First, as mentioned in my "About" page, I found the offending student's weblog at LiveJournal. I set up a LiveJournal account last year for a project I was working on. Around that same time, I heard students talking about thier LiveJournals in class and asked them why they did it. They said it was a fun way to communicate and share with friends.
So on a whim one evening, I searched for the city in which those students resided. It was not that difficult to ascertain to whom a number of the journals belonged, despite their entire full name not appearing on their Info pages. Oftentimes, though, they would do some survey and write in their full name.

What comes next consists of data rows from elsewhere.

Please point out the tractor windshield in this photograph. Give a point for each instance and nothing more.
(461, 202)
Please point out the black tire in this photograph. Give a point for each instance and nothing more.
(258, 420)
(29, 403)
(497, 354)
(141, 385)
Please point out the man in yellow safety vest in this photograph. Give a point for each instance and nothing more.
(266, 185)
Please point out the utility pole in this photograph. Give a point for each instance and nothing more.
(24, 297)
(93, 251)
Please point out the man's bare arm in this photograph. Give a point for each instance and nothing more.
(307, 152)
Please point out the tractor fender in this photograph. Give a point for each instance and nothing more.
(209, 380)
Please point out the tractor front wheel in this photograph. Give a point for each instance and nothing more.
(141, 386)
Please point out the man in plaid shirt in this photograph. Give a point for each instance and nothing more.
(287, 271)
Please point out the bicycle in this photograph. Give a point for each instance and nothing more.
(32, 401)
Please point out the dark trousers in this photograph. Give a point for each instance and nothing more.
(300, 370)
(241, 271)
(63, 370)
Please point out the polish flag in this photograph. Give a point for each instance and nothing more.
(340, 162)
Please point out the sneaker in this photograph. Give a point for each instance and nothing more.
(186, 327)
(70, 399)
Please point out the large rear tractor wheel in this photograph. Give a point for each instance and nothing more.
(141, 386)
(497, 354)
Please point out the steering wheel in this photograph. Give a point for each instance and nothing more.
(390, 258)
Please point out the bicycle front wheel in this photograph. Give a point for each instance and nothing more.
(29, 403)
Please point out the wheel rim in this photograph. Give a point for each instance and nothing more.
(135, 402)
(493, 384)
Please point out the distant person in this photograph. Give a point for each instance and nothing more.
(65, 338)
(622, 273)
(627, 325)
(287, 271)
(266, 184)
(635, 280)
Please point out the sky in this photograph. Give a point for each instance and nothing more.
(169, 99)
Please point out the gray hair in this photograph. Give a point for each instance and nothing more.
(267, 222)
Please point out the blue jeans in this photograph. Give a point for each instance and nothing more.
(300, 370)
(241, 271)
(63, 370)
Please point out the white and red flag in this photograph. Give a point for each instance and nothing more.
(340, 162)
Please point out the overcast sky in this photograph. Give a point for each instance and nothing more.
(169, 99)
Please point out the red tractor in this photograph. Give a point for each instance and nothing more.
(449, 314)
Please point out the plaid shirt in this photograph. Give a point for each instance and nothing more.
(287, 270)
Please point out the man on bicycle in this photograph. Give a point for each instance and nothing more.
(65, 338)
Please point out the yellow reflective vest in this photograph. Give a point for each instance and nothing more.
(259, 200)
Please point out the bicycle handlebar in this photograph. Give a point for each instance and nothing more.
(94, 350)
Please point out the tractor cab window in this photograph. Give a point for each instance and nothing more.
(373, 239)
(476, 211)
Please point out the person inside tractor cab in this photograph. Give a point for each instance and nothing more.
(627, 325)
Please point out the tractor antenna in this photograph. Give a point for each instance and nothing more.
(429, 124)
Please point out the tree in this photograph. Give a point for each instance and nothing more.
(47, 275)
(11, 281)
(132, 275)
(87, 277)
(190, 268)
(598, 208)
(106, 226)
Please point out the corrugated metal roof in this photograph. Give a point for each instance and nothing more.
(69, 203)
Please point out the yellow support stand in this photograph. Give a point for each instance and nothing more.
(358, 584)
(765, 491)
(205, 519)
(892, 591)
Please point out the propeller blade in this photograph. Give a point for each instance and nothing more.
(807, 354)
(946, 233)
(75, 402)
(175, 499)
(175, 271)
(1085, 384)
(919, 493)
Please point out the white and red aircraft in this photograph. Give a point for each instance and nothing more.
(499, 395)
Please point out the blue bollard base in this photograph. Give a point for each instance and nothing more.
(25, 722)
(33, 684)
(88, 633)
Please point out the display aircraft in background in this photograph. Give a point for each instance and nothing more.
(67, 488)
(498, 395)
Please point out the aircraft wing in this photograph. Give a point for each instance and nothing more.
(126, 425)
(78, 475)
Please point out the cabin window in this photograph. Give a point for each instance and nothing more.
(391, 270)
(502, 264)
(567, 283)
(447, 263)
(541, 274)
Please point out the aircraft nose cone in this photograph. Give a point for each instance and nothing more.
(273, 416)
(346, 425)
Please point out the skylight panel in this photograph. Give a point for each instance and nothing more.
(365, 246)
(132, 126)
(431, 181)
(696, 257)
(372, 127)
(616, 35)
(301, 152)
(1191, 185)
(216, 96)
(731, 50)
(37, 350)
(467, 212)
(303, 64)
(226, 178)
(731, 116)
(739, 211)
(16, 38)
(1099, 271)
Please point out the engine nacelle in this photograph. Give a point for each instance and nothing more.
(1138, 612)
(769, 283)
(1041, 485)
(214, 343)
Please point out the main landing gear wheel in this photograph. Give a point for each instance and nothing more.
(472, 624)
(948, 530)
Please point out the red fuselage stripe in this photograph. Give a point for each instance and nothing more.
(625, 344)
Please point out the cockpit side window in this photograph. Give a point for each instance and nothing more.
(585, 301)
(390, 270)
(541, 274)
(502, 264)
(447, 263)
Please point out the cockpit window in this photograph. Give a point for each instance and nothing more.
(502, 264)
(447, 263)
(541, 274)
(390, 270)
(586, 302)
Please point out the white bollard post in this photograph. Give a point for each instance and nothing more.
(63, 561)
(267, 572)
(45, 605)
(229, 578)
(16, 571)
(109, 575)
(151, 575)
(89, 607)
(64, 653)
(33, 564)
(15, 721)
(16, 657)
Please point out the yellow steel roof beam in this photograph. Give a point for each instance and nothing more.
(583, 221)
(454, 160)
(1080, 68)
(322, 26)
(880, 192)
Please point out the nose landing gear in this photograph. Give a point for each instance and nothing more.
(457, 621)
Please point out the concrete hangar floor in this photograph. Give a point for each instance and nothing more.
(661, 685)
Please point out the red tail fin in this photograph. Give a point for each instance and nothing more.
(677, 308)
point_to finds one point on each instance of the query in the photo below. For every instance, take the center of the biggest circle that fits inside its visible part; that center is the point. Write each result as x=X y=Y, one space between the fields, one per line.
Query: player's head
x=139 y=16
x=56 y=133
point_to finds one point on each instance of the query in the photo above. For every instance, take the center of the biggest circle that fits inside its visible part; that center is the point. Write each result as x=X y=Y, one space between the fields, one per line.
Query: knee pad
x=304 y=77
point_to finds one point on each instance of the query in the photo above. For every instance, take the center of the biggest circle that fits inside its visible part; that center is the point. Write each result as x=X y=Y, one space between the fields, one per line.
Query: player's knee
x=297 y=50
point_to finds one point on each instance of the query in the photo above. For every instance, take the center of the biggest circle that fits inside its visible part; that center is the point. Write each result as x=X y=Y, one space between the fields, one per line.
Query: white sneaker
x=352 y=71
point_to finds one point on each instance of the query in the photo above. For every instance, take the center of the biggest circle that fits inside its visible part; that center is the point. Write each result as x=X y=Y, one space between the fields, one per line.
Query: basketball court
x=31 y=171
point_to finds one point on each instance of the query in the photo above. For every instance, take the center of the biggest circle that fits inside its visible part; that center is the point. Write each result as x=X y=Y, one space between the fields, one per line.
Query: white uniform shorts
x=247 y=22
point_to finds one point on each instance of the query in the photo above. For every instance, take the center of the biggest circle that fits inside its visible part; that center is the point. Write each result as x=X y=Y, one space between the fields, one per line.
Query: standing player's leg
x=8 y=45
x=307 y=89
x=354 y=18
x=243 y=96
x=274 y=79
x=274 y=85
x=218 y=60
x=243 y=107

The biggest surprise and scare though was the one entry which glared at me when I scrolled down to read the life-threatening comment with my name clearly mentioned. I immediately printed it and made a few calls to friends in order to calm down. With the help of them then, I had a plan to take to school in order to resolve this surprise.
Well, the surprise was on me when I was finally told some three days later that the district could do nothing. I was asked some ridiculous questions: "Did you tell your students to go to this site?" "Did you assign your students to write a journal?" "Did you inform your students you use that site?" "Did you let the student know you found the offending entry?" And so the student remained in the school district, in my same building, and in my class. It was quite uncomfortable for the remaing three quarters of the school year.
Second, I've thought plenty about using weblogs with students and have read about plenty of people who do. (See some examples in the side bar here.) I know though that it is not for me nor for the district with which I am currently employed. Too many rules and regulations and guidelines and acceptable use policies would hinder any real learning, inquiry, and sharing.
I do indeed see weblogs as a wonderful tool and I personally am enjoying using it as a tool as I am doing. There are many things in my district which do not really promote learning nor innovation (though it is espoused as a district which does do so, along with declaring they are a technologically advanced district) and I am seeing the hypocrisy even more clearly in this larger venue in the district.
I hope someday to be in a district where such advanced and engaging technology use is acceptable and the norm.